Gut Microbiota Manipulation Promotes Bone Homeostasis in Obese Mice Through Regulatory T-Cell Differentiation

Abstract

A better understanding of the role of the gut microbiome in regulating skeletal metabolism has recently been reported. Manipulation of the gut microbiome with probiotics can prevent pathologic bone loss. However, the effects of probiotics/gut microbiota on immunomodulatory effect and skeletal homeostasis in the high fat diet (HFD)-linked obesity remains to be explored. Here, we examined the impact of supplementation with probiotics (VSL#3) on immune function and bone homeostasis in HFD mice. µ-CT and mechanical testing revealed that probiotics induced a significant increase of trabecular bone volume and bone mechanical strength in obese mice.

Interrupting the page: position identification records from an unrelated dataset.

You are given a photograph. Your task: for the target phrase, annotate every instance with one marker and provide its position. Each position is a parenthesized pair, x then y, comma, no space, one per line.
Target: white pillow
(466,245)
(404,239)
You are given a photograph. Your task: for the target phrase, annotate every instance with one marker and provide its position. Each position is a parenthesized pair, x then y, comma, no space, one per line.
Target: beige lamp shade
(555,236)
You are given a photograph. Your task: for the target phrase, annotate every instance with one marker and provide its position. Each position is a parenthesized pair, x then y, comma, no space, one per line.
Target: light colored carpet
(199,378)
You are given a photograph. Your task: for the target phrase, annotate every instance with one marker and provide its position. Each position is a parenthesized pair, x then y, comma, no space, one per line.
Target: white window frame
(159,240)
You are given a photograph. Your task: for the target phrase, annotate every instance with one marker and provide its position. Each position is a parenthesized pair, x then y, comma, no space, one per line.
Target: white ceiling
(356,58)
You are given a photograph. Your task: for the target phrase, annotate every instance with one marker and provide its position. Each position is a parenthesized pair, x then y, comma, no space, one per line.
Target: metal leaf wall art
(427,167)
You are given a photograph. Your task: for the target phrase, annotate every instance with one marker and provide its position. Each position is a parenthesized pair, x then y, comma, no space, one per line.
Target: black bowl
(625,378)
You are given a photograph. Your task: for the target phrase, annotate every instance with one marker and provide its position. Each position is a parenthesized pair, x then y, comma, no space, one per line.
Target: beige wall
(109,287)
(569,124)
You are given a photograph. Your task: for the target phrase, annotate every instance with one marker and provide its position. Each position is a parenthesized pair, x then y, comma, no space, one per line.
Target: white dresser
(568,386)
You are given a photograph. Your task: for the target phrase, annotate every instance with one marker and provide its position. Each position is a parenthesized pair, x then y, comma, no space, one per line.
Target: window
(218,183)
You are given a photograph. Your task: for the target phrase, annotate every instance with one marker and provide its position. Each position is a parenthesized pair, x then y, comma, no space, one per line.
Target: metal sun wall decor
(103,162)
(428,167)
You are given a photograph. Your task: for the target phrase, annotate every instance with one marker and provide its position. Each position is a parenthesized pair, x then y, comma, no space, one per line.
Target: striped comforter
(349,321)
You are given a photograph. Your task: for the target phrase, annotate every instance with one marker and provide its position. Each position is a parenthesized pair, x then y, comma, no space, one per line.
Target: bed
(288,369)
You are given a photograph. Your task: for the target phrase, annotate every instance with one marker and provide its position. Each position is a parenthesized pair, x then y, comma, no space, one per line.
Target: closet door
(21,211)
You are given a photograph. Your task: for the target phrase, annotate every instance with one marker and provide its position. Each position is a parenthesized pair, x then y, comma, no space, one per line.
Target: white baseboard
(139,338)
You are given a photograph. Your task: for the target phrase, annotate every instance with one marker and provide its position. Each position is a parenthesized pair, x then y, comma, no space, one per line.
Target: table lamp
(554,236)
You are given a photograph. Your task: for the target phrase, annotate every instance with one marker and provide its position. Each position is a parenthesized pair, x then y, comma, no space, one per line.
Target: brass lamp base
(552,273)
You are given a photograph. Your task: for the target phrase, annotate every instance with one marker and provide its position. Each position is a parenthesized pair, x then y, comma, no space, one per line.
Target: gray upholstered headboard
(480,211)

Butyrate produced in the gut following probiotics treatment, or butyrate injection directly to obese mice, prevented gut inflammation, improved gut-barrier integrity, and induced the expansion of bone marrow (BM) regulatory T (Treg) cells. Mechanistically, probiotics treatment promoted the Kdm6b/Jmjd3 histone demethylase dependent Tfam promoter demethylation by inhibiting the H3K27me3 epigenetic mark in Treg cells, which increases Tfam expression. Reduced Tfam expression in Treg cells, were found to secrete greater concentration of mtDNA and modulate paracrine signaling. BMMSCs expressed DEC205 that bound to mtDNA and contributed to BMMSCs inflammation. Further, Tfam-transgenic mice, fed with HFD, prevented the obesity-linked reduction in Treg cells and mtDNA-DEC205 dependent BMMSC inflammation. Moreover, fecal transplantation from healthy, probiotic-treated donor mice is sufficient to improve gut barrier permeability and bone loss, suggesting that the probiotics mediated changes in the gut microbiome and may be a novel agent to regulate bone anabolism via the gut-immune axis.